Mary LeMaître, a French studies instructor at the University of Winnipeg, learned to speak Cree while studying languages at the University of Manitoba. She said aboriginal languages are some of the easiest languages to learn because they are highly structured.
“Of all the languages I’ve studied, Cree is the most regular. There’s like three exceptions in the language, English is one big exception,” LeMaître said.
Toussaint Arcel, who is originally from France, is participating in the aboriginal language classes. He said understanding a language is critical to understanding the culture it comes from.
“English is English, the way you express in English is the pretty much the same everywhere,” Arcel said. “In French, we don’t express things the same way.
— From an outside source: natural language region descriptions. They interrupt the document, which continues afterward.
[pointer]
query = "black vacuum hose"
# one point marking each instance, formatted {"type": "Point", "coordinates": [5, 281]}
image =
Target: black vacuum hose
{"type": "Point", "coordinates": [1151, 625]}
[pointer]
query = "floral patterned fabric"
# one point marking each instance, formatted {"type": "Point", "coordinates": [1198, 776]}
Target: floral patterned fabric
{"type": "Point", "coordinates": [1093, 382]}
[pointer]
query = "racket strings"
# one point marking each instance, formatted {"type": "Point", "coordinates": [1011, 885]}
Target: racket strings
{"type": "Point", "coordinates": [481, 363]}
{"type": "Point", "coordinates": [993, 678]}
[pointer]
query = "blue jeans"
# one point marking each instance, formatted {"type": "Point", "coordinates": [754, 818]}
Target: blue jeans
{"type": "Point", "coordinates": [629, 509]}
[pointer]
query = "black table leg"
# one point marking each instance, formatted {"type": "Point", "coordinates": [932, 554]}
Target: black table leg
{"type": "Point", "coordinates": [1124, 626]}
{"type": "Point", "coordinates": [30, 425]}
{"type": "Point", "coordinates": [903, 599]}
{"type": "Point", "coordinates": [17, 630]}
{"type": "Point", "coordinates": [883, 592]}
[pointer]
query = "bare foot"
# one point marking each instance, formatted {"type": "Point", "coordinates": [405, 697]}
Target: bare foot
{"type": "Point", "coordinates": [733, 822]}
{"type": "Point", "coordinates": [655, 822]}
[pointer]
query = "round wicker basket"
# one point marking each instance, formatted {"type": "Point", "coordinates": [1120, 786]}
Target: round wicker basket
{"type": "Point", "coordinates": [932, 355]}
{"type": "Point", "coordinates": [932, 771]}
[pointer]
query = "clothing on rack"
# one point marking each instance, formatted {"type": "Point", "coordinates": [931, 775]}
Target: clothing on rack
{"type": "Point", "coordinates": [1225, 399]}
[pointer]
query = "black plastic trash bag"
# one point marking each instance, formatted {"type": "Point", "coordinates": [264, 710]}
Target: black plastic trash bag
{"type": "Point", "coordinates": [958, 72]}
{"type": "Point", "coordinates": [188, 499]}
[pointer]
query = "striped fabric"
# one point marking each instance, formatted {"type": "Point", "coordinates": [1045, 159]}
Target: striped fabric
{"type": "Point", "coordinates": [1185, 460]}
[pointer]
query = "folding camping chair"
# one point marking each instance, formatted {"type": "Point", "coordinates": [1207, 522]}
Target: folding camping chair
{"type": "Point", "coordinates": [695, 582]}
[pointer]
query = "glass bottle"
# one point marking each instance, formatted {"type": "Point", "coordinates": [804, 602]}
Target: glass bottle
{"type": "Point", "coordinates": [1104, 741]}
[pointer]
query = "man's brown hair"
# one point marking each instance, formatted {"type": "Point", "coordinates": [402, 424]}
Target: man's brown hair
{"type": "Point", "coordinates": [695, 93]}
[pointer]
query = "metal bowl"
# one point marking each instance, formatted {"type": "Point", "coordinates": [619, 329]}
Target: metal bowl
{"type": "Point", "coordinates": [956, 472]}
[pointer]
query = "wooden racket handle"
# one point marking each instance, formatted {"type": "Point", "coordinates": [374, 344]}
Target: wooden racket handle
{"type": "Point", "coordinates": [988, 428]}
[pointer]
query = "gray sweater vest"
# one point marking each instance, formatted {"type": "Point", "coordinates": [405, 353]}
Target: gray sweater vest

Even the words themselves don’t have the same meaning. When you say ‘Thank you,’ you give thanks to a person. In French, ‘merci’, we ask the person to be merciful. In the end, it’s another meaning. You can only really understand the culture by that process.”
Champagne said the best way to learn Anishinaabe, Cree or any language is by developing relationships with people who speak the language you want to learn. That being said, he picked himself up a handy English/Cree pocket dictionary at Neechi Niche.
“I’ve been carrying it around for a couple weeks,” Champagne said. “Right now I’m learning how to count. How do you say number one? Peyak. Although I’m probably saying that wrong.”
“No, you got it right,” Caribou said.
“Yes, one down. I mean peyak down,” Champagne said.